(parpadea en la oscuridad)
¿Tengo miedo? No tengo ninguna razón física para estar asustado, tendido aquí en la cama, junto a Lucía, con mi pequeño Mario haciendo ruiditos mientras duerme en la habitación de al lado. Pero estoy asustado. Mis sueños me han asustado, aunque ya no son sueños. Son algo más vivo. En los sueños hay caras, sólo caras. Me parece que no las conozco, y sin embargo hay unos extraños momentos en los que estoy a punto de reconocerlas, pero es como si, en ese preciso instante, ellas no quisieran. Entonces me despierto porque… De nuevo estoy siendo vago. No son exactamente caras. No son carne. Son más espectrales que reales, pero tienen rasgos. Tienen color, pero no es sólido. Les falta ser humanas. Eso es. Lo que pasa es que les falta ser humanas. ¿Es eso una pista?
Si tuviera miedo de esas caras, no tendría ganas de acostarme, pero a veces estoy impaciente por ir a dormir, y me doy cuenta de que es porque quiero saber la respuesta. En algún lugar de mi mente hay una clave, la que abrirá la puerta y me dirá: ¿por qué esas caras? ¿Por qué no otras? ¿Qué hay en esas caras para que mi mente las haya seleccionado? Ahora he comenzado a verlas claramente, durante el día, cuando mi conciencia va a la deriva. Mi subconsciente las moldea a partir de personas vivas, de modo que por un momento las caras fantasmales cobran vida, hasta que las personas reales se afianzan. Cuando desaparecen me siento estúpido y agitado, como un anciano que tiene nombres en la punta de la lengua pero es incapaz de pronunciarlos.

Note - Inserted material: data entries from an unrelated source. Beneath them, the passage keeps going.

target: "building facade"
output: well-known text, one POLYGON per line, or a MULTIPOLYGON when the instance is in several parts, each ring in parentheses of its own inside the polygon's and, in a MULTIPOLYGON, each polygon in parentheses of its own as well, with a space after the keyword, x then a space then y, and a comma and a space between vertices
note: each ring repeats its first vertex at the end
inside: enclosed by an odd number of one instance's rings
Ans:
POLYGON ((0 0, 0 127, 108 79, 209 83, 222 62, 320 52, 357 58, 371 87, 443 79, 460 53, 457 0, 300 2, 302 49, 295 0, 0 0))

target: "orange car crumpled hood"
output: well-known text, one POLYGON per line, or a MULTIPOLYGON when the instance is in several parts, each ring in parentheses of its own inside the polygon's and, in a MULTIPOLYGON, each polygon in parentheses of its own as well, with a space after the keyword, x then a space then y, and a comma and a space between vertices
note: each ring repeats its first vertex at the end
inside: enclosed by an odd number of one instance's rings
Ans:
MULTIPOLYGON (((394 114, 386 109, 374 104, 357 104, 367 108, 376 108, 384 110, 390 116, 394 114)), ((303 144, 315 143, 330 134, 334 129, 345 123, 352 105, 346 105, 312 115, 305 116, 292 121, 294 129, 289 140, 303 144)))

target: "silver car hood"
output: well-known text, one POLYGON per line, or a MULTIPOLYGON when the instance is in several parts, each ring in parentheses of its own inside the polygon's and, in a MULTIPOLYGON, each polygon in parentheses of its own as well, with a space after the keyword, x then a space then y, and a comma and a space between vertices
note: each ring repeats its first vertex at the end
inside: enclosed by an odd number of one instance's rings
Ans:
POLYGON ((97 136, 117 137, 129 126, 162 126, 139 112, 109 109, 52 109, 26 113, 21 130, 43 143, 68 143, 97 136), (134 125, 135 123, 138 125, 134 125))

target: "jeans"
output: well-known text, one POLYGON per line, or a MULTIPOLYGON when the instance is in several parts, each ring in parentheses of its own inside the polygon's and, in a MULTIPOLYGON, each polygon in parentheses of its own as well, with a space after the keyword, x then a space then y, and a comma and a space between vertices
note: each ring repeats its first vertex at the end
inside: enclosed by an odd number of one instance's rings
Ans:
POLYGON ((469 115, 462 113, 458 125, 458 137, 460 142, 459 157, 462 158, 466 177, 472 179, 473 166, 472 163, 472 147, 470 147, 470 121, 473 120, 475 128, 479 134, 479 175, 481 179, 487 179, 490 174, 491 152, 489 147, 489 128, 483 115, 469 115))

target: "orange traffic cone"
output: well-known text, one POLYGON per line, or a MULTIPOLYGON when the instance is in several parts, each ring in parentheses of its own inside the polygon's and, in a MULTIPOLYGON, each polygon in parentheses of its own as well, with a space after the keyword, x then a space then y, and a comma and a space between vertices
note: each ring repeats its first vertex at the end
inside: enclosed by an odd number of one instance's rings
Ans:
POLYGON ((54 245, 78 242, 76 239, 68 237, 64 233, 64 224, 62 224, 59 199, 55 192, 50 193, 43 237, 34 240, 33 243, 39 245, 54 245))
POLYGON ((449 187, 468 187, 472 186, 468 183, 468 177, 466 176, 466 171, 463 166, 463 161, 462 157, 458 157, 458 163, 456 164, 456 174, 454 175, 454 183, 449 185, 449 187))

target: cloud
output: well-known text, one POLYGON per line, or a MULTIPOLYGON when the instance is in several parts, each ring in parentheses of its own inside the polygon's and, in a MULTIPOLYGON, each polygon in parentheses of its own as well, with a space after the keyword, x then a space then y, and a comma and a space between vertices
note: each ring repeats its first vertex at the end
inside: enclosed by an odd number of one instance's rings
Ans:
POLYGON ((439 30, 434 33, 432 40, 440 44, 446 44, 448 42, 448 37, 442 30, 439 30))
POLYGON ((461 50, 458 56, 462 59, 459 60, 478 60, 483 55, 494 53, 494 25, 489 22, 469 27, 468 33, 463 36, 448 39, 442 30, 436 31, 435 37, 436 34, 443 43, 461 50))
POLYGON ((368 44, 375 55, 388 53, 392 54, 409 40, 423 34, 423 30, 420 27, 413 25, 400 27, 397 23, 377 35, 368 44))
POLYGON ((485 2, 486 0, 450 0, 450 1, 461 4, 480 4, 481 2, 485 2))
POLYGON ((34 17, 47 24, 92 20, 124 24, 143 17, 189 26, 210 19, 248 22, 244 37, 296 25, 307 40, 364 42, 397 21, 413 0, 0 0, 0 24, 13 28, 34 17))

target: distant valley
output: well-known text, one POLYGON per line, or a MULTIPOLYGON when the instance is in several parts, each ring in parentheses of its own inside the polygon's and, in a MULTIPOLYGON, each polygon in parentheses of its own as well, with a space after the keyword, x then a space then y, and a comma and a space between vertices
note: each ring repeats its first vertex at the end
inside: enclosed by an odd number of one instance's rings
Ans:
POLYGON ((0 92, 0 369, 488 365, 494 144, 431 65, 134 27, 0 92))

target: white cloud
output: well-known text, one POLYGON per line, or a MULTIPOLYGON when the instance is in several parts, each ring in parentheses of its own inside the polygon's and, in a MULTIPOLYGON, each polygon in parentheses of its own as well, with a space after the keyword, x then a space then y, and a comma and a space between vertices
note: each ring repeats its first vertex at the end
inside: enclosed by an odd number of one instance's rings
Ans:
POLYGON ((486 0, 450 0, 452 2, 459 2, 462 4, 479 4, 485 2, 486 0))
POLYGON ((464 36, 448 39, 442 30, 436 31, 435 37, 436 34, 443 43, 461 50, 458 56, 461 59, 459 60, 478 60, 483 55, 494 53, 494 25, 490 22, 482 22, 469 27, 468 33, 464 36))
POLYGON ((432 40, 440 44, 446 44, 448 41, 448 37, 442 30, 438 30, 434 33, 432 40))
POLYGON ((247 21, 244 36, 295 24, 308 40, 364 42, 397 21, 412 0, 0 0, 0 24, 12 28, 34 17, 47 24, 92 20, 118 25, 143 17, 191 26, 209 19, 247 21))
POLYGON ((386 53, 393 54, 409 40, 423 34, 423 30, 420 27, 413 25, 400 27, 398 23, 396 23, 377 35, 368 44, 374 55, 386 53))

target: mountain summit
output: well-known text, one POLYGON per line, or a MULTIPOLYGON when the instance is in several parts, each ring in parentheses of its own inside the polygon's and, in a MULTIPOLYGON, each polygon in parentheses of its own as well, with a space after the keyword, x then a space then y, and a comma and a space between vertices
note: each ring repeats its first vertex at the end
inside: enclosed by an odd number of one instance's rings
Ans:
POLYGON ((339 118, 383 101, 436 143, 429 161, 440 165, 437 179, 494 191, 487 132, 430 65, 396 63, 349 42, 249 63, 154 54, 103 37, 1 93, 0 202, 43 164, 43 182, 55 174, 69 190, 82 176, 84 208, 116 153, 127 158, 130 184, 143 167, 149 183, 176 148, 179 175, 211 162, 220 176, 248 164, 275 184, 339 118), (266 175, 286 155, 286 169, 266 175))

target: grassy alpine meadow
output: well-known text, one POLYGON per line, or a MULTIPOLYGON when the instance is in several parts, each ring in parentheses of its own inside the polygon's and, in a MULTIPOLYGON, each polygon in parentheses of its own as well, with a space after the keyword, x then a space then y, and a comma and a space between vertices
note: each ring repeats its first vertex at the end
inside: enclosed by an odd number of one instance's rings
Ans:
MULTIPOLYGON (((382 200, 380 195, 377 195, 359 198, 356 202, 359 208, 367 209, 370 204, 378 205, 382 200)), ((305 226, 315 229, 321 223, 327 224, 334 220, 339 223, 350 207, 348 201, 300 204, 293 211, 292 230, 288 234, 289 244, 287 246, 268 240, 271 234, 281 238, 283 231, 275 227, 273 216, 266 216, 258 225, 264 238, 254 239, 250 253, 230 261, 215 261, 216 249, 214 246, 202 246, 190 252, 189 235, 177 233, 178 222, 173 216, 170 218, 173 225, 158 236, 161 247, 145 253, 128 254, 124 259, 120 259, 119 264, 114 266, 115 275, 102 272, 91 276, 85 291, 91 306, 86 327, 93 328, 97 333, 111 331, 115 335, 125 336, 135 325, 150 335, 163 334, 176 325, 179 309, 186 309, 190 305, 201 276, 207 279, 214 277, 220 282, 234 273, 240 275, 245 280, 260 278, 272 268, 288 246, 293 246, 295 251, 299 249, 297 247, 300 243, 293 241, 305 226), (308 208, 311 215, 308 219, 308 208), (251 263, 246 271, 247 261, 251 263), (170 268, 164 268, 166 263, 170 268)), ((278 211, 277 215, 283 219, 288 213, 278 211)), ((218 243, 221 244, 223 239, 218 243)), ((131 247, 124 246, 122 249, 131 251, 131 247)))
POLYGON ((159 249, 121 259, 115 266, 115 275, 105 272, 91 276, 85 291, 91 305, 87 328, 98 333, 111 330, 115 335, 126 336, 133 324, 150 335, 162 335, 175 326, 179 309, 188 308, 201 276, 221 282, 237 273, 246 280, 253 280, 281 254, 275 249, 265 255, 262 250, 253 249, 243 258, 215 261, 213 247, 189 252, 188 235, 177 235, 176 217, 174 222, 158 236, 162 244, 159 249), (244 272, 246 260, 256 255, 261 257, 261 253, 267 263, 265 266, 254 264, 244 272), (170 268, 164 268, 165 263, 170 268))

Estoy temblando. Esto es lo que mi mente es capaz de hacerme. Me estoy desmoronando. Me he levantado sonámbulo. Lucía me lo dijo cuando estaba en la ducha. Me dijo que había bajado a mi estudio a las tres de la mañana. Ese mismo día encontré un cuaderno en blanco encima del escritorio. Se veía una marca de letra. No pude encontrar el papel que había escrito. Acerqué el cuaderno a la ventana y vi que había garabateado algo: «¿el aire enrarecido…?».